A government report on Tuesday showed that March’s consumer price inflation rose 8.5% from one year prior. It was the fastest rate since late 1981. The increase occurred because Russia’s war with Ukraine drove gasoline and food prices up, while lockdowns in China were threatening to worsen inflationary supply chains disruptions.

To combat what the Fed considers to be largely pandemic-induced, it raised its interest rate from close to zero last month. To deal with inflation more decisively, policymakers indicated that they might accelerate rate increases and reduce Fed’s imbalance — which is bloated from its purchase of bonds.

Barkin’s comments show that he supports this approach and more.

Fed policymakers believe that the inflation pressures they have maintained for many decades will be reaffirmed once there is no more pandemic.

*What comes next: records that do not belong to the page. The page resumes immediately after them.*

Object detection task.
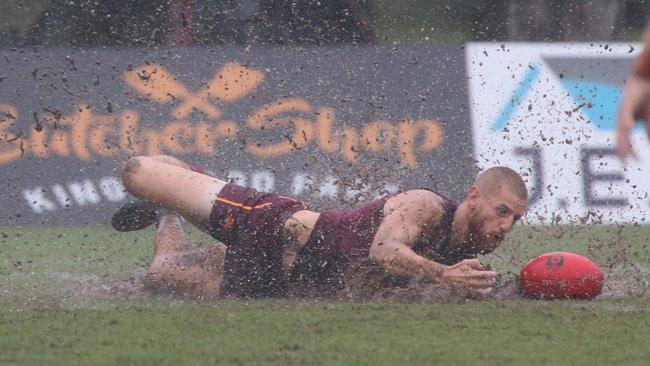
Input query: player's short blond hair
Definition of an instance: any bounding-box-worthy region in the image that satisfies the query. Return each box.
[474,166,528,201]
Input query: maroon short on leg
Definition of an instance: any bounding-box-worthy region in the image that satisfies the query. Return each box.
[210,184,307,297]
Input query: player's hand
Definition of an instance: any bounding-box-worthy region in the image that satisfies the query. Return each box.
[616,75,650,160]
[441,259,497,295]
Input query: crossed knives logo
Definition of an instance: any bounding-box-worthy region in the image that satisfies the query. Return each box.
[124,63,264,119]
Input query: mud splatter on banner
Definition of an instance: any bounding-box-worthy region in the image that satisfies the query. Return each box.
[0,47,474,225]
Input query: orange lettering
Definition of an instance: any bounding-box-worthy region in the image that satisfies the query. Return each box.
[0,103,24,164]
[50,129,70,156]
[88,123,119,157]
[70,105,93,160]
[29,125,50,158]
[120,110,142,156]
[196,121,237,155]
[397,119,443,168]
[361,121,395,152]
[317,107,339,153]
[142,128,162,155]
[343,127,359,161]
[162,122,194,154]
[246,98,314,157]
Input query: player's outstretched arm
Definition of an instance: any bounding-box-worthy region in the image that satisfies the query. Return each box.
[616,24,650,160]
[370,190,496,293]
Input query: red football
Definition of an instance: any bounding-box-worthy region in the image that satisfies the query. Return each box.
[519,252,604,299]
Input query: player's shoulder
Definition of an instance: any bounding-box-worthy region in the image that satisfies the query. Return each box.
[385,189,445,216]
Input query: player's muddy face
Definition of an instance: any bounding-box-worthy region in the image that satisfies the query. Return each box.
[470,189,527,253]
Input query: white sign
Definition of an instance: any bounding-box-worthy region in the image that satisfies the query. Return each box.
[466,43,650,224]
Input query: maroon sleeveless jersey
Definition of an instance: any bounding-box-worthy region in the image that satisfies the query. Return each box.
[290,192,467,295]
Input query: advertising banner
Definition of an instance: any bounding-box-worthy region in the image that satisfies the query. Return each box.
[0,47,475,226]
[466,43,650,224]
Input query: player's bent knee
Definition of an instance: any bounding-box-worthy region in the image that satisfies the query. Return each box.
[122,156,147,196]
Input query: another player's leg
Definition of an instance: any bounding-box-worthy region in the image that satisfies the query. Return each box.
[144,214,226,299]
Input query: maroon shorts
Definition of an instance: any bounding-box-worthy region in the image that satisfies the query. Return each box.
[210,184,307,297]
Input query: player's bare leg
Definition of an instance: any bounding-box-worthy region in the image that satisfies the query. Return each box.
[122,156,226,230]
[144,214,226,299]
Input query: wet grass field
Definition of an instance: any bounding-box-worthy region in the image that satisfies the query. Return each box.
[0,226,650,365]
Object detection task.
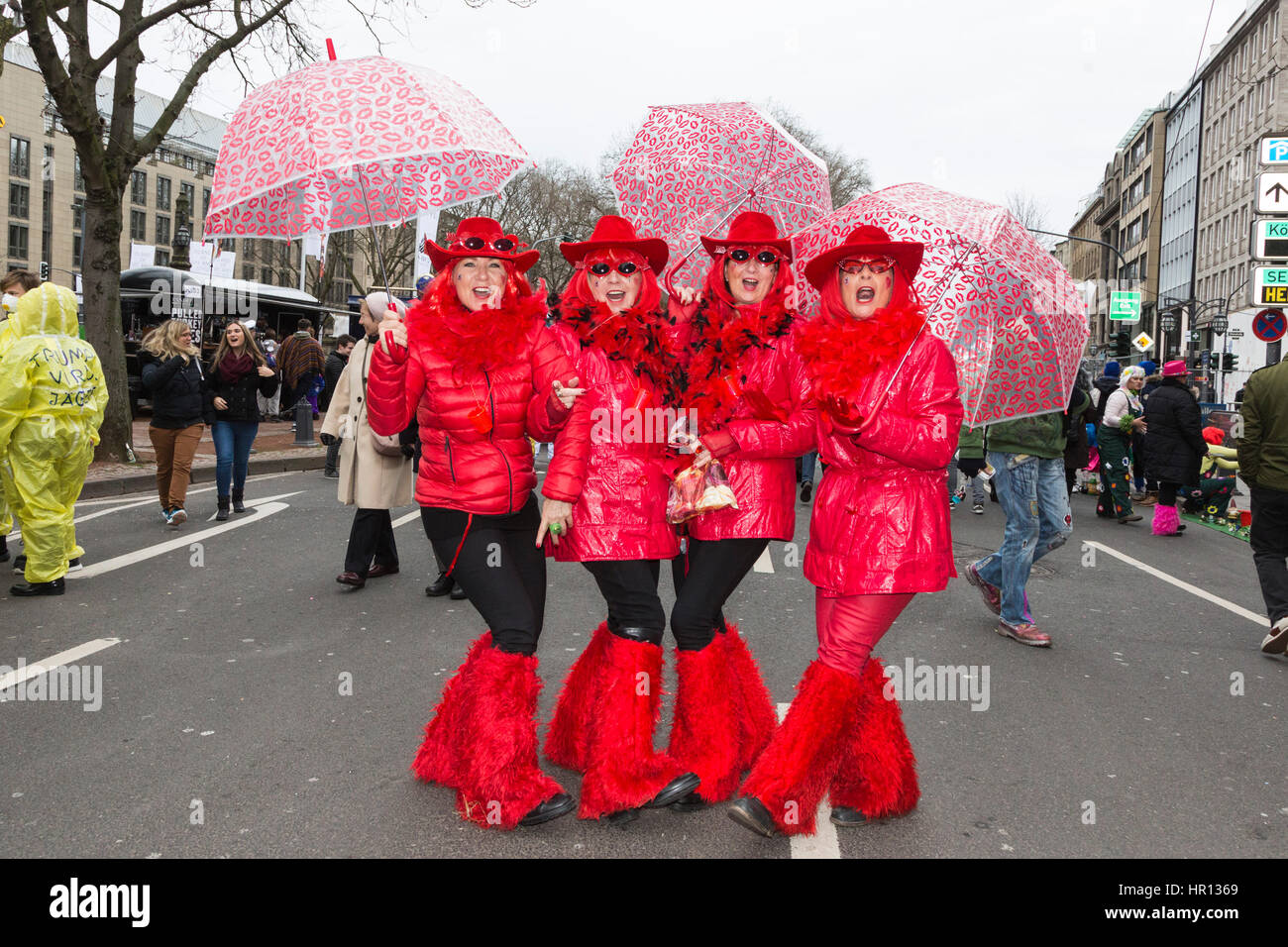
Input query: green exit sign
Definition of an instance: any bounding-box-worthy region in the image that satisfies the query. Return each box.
[1109,291,1140,322]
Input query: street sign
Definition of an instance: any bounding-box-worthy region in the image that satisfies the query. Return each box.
[1252,309,1288,342]
[1257,171,1288,214]
[1252,218,1288,261]
[1252,264,1288,305]
[1109,288,1143,322]
[1261,136,1288,164]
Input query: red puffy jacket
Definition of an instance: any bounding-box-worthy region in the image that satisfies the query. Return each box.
[368,309,590,514]
[678,318,816,540]
[805,330,963,595]
[531,326,679,562]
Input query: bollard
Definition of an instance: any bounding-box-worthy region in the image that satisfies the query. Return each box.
[293,397,318,447]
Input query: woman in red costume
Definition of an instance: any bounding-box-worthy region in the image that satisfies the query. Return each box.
[729,227,962,835]
[670,213,813,810]
[538,217,698,822]
[368,218,589,828]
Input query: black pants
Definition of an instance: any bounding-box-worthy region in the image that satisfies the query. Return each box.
[671,537,769,651]
[420,506,546,655]
[583,559,666,644]
[344,507,398,579]
[1248,484,1288,624]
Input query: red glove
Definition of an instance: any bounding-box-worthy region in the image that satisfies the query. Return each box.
[818,394,863,436]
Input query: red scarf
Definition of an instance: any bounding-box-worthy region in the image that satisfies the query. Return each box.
[559,303,667,385]
[679,300,796,432]
[407,296,546,371]
[796,307,926,403]
[219,348,255,384]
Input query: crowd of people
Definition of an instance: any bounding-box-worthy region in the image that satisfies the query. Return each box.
[0,211,1288,836]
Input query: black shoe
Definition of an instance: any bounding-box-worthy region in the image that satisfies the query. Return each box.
[725,796,778,839]
[644,773,702,809]
[670,792,711,811]
[9,578,67,598]
[828,805,868,828]
[425,573,456,598]
[519,792,577,826]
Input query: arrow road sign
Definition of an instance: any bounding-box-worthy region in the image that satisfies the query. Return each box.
[1257,172,1288,214]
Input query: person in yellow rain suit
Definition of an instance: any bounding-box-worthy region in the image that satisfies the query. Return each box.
[0,282,107,596]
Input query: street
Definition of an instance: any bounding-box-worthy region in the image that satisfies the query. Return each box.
[0,472,1288,858]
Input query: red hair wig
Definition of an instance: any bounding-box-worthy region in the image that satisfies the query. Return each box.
[819,259,921,318]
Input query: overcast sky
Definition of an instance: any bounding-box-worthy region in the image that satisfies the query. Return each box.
[121,0,1244,232]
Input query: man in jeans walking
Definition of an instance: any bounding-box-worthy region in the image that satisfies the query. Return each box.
[960,388,1091,648]
[1239,362,1288,655]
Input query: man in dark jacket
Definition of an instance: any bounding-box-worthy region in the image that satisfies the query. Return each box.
[1143,361,1207,536]
[1239,353,1288,655]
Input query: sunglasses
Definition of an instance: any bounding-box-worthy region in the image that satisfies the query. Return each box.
[590,261,640,275]
[729,249,783,266]
[461,237,515,254]
[840,257,894,275]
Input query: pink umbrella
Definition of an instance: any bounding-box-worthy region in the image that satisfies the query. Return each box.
[612,102,832,284]
[793,184,1089,425]
[205,56,532,240]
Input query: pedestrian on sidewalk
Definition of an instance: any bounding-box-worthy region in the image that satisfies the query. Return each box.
[1096,365,1147,523]
[321,292,416,588]
[139,320,207,526]
[255,329,284,421]
[0,282,107,596]
[1143,360,1207,536]
[729,226,962,836]
[277,320,326,417]
[961,385,1091,648]
[1239,362,1288,655]
[318,335,356,476]
[206,322,278,520]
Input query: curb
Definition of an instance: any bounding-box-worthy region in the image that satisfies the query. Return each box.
[80,453,326,500]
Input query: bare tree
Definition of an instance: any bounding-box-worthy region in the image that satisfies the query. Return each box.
[0,0,383,460]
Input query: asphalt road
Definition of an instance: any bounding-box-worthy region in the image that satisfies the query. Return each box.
[0,472,1288,858]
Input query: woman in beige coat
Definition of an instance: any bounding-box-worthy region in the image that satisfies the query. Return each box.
[322,292,416,588]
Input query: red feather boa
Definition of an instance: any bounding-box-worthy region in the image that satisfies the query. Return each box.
[559,303,667,385]
[796,307,926,402]
[679,300,796,432]
[407,295,546,369]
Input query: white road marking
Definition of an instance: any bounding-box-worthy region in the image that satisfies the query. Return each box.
[68,491,294,582]
[0,638,121,690]
[1085,540,1270,627]
[778,703,841,858]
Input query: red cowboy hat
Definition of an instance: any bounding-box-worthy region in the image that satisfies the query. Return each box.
[559,214,671,275]
[805,224,926,290]
[702,210,793,261]
[425,217,541,273]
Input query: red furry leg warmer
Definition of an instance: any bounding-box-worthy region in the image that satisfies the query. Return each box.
[829,657,921,819]
[546,621,613,772]
[667,640,742,802]
[456,648,563,828]
[411,631,492,789]
[742,661,859,835]
[577,634,683,818]
[717,622,778,772]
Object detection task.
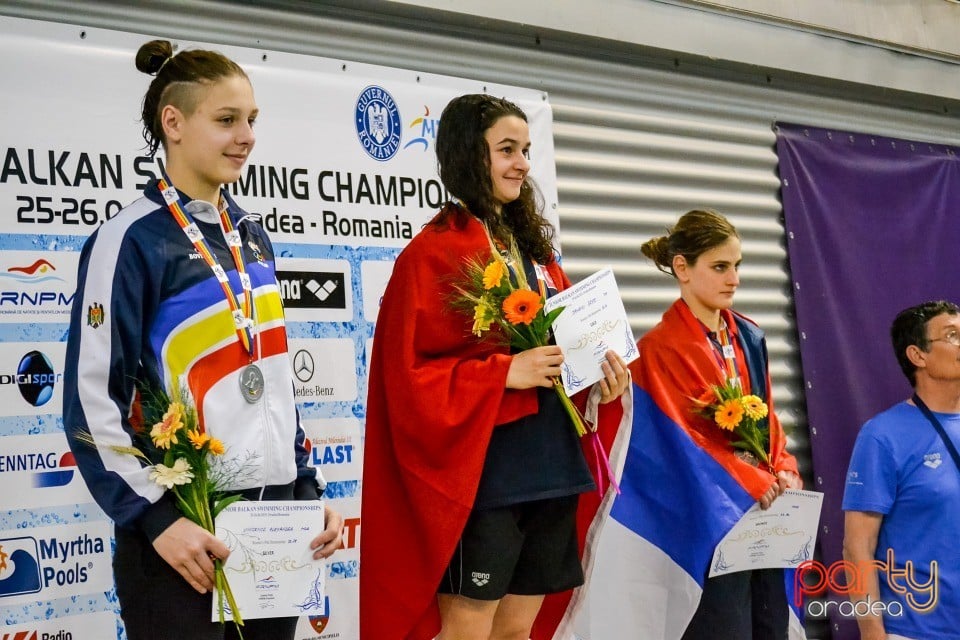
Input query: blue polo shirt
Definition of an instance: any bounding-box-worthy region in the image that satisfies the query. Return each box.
[843,402,960,640]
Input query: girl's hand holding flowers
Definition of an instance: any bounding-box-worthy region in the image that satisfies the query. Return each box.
[310,505,343,560]
[153,517,230,593]
[507,345,563,389]
[597,350,630,404]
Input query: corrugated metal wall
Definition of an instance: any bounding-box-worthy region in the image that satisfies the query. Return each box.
[7,0,960,490]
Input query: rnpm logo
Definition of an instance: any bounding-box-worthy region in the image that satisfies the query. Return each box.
[354,85,402,162]
[0,538,41,598]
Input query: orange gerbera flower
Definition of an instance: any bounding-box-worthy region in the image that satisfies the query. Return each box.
[187,429,210,451]
[740,395,767,420]
[150,402,183,449]
[503,289,543,324]
[713,399,743,431]
[483,260,507,291]
[208,438,224,456]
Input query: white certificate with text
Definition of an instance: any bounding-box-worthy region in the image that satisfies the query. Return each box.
[544,267,639,395]
[213,500,327,621]
[710,489,823,578]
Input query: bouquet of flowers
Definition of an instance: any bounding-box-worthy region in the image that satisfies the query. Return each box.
[453,232,587,436]
[695,379,770,467]
[81,382,243,637]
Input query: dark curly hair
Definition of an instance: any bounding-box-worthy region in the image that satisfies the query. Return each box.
[136,40,249,156]
[437,94,554,263]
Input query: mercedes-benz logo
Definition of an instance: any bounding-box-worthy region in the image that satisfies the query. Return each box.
[293,349,314,382]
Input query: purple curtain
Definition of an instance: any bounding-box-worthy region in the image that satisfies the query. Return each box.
[777,123,960,639]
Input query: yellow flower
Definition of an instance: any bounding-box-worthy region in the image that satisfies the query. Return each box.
[150,402,183,449]
[473,296,494,337]
[503,289,543,324]
[713,399,743,431]
[740,395,767,420]
[150,458,193,489]
[187,429,210,451]
[208,438,224,456]
[483,260,507,291]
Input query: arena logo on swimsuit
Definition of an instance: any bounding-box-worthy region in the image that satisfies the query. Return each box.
[794,549,940,618]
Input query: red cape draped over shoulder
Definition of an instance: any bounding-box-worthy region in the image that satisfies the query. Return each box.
[360,205,621,640]
[630,300,799,499]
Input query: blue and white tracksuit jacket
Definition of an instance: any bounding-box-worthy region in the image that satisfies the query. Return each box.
[63,182,318,540]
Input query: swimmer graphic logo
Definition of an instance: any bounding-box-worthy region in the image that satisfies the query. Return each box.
[17,351,62,407]
[354,85,403,162]
[0,538,41,598]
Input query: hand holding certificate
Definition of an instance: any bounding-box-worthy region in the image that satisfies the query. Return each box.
[544,267,639,395]
[710,489,823,578]
[213,500,327,620]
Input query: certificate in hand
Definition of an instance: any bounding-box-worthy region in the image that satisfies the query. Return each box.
[212,500,327,621]
[710,489,823,578]
[544,267,639,395]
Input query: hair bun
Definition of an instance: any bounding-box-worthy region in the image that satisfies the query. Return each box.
[136,40,173,75]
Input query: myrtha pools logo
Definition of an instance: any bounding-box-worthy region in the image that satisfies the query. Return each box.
[354,85,402,162]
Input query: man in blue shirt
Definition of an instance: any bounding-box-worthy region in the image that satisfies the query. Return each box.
[843,301,960,640]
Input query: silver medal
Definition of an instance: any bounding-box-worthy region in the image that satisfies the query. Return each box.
[240,364,264,404]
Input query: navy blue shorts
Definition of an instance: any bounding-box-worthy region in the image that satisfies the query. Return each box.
[438,495,583,600]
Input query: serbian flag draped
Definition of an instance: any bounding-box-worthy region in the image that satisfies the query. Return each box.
[553,301,805,640]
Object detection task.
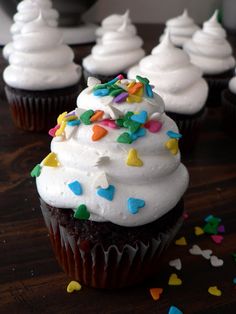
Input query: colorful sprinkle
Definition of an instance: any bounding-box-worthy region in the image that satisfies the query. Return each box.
[126,148,143,167]
[127,197,145,215]
[68,181,83,195]
[97,185,115,201]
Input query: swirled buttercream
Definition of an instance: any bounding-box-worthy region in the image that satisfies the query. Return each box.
[184,11,235,75]
[160,9,199,47]
[128,33,208,114]
[36,79,188,226]
[3,14,81,91]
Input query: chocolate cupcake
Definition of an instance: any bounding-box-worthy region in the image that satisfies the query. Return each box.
[31,76,188,288]
[3,11,81,131]
[184,10,235,107]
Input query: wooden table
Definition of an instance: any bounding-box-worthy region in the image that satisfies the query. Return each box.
[0,25,236,314]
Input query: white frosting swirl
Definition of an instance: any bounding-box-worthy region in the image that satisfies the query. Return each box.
[184,11,235,75]
[83,19,145,75]
[3,0,59,59]
[36,79,189,226]
[128,33,208,114]
[160,9,199,47]
[3,15,81,91]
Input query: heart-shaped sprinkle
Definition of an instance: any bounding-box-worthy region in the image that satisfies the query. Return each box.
[144,120,162,133]
[210,255,224,267]
[211,234,224,244]
[169,258,182,270]
[43,152,60,167]
[68,181,83,195]
[149,288,163,301]
[30,164,42,178]
[127,197,145,215]
[175,237,187,245]
[168,305,183,314]
[66,280,82,293]
[131,111,148,124]
[80,109,94,125]
[168,274,182,286]
[208,286,222,297]
[126,148,143,167]
[97,185,115,202]
[116,132,133,144]
[194,226,204,236]
[92,124,108,141]
[74,204,90,220]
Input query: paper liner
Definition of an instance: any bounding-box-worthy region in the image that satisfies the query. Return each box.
[5,85,80,132]
[41,202,183,289]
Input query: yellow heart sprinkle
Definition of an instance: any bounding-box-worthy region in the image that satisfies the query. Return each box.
[43,153,60,167]
[194,226,204,235]
[168,274,182,286]
[66,280,82,293]
[126,148,143,167]
[165,138,179,155]
[175,237,187,245]
[208,286,222,297]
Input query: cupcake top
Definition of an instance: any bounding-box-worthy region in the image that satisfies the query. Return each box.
[96,10,136,37]
[3,0,59,59]
[83,15,145,75]
[160,9,199,47]
[3,14,81,91]
[31,75,188,226]
[184,10,235,75]
[128,32,208,114]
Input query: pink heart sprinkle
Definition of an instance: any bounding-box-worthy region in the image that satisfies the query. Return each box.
[48,124,60,137]
[211,234,224,244]
[99,119,117,129]
[144,120,162,133]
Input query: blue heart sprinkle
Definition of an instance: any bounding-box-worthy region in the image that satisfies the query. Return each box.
[68,181,83,195]
[166,130,182,139]
[131,111,147,124]
[128,197,145,215]
[67,120,80,126]
[168,305,183,314]
[97,185,115,201]
[93,88,109,96]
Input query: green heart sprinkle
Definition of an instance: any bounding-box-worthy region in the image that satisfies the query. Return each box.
[74,204,90,220]
[116,132,132,144]
[30,164,42,178]
[80,109,94,125]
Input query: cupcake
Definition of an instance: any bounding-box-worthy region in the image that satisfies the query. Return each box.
[222,77,236,136]
[128,33,208,149]
[184,11,235,107]
[31,75,189,288]
[96,10,136,42]
[3,0,59,60]
[82,15,145,81]
[3,14,81,131]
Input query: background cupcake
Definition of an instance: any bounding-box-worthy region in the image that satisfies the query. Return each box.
[128,33,208,148]
[82,15,145,81]
[32,77,188,288]
[3,14,81,131]
[184,11,235,106]
[160,9,199,48]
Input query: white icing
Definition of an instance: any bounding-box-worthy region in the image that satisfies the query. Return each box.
[3,0,59,59]
[36,80,189,226]
[160,9,199,47]
[128,33,208,114]
[3,15,81,90]
[83,15,145,75]
[184,11,235,75]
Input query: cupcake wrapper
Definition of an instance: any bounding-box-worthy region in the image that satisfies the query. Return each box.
[5,85,79,132]
[41,203,183,289]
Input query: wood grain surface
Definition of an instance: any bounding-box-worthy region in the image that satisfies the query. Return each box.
[0,25,236,314]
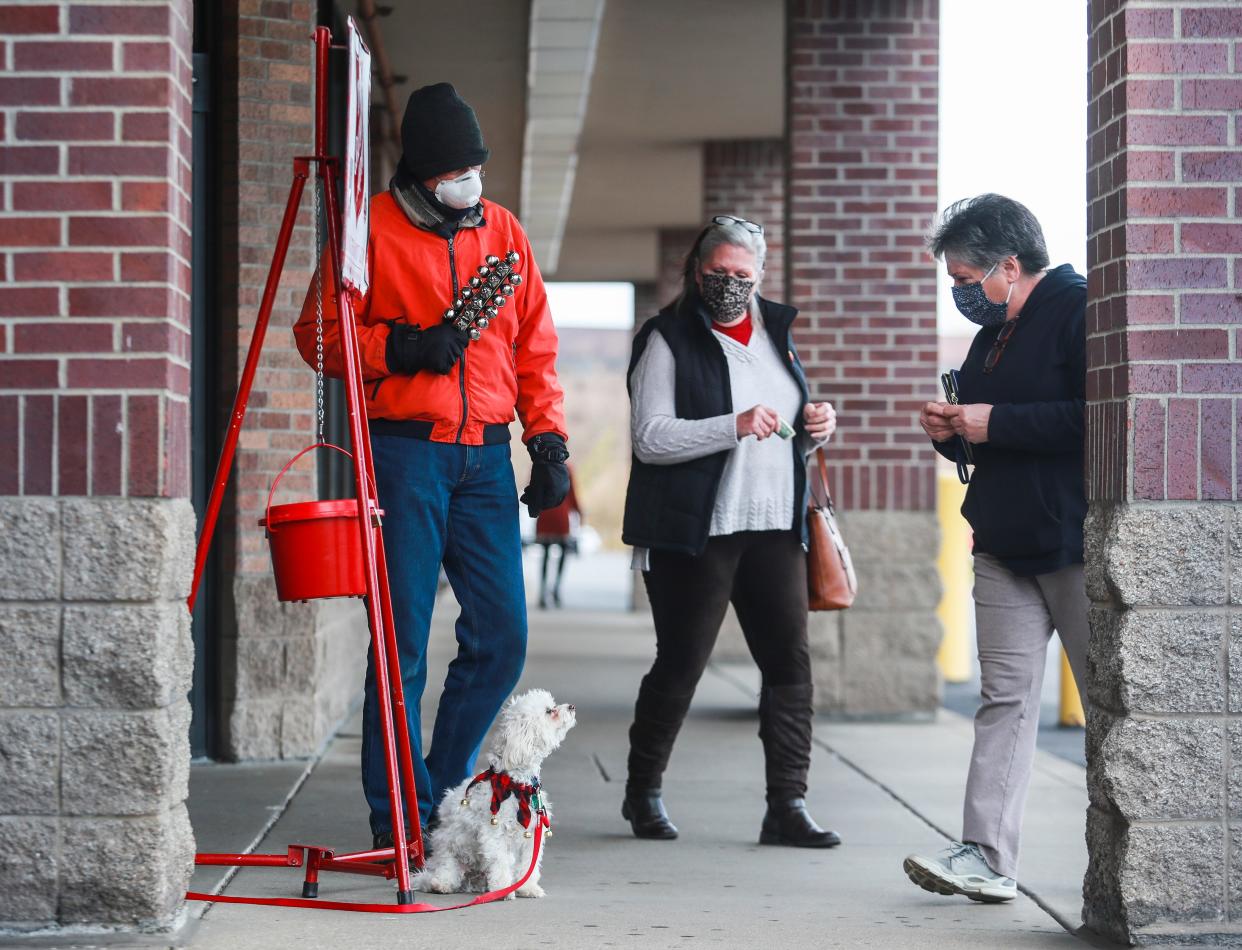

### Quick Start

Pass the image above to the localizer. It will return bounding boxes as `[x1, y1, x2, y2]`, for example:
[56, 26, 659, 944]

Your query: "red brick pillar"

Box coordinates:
[0, 0, 195, 930]
[1084, 0, 1242, 944]
[217, 0, 366, 759]
[785, 0, 940, 714]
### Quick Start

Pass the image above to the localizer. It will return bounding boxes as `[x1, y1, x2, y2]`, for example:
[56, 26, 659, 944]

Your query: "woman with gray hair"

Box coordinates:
[904, 195, 1089, 902]
[621, 215, 841, 848]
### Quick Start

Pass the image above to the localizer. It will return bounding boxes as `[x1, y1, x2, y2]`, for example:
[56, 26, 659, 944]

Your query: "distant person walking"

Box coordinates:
[905, 195, 1089, 902]
[621, 215, 841, 848]
[535, 467, 582, 610]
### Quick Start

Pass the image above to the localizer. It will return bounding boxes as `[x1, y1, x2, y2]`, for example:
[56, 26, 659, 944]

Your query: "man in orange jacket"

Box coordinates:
[293, 83, 569, 847]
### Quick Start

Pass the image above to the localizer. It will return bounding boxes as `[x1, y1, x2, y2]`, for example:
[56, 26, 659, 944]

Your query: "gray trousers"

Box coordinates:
[961, 554, 1090, 878]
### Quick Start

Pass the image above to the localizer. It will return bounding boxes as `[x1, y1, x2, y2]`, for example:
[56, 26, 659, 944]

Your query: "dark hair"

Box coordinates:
[928, 194, 1048, 273]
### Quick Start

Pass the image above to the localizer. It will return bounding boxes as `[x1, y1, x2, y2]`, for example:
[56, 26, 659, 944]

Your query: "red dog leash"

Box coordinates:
[185, 813, 551, 914]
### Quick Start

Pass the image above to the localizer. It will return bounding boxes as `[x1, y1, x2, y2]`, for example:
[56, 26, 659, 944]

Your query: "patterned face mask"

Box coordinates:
[950, 263, 1013, 327]
[699, 273, 755, 323]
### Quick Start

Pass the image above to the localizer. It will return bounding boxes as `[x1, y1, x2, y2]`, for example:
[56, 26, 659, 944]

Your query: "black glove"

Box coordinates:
[384, 320, 469, 375]
[518, 432, 569, 518]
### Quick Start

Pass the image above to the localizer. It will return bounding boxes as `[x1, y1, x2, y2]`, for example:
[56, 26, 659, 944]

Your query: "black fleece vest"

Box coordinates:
[621, 297, 810, 556]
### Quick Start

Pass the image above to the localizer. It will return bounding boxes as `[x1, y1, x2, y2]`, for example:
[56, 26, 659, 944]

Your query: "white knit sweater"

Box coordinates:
[630, 308, 815, 570]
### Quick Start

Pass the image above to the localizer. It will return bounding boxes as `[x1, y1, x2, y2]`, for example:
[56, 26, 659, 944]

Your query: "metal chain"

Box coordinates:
[313, 175, 323, 442]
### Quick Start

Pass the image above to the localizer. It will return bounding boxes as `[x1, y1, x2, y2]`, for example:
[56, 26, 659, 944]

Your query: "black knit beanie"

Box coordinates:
[401, 82, 492, 181]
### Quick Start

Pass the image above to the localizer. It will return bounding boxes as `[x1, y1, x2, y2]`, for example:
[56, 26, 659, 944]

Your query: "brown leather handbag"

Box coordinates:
[806, 448, 858, 610]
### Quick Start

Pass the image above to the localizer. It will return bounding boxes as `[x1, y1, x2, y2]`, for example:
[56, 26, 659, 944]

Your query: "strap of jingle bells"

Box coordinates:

Barkin stated Tuesday that he wasn’t so certain of this narrative. He noted that prices could stay higher if supply chains are reconstructed to resist disruptions. If the government has to invest more in order to benefit an aging population and if labor supply is limited due to slowing growth, then price pressures may continue to rise.

Barkin stated that if high levels of inflation become more frequent in the future, it could mean Barkin tightening monetary policy for longer periods than was the case recently to maintain inflation expectations.

This could cause communication problems as Fed policymakers may explain why maintaining stable prices is necessary in order to balance costs with benefits for employment.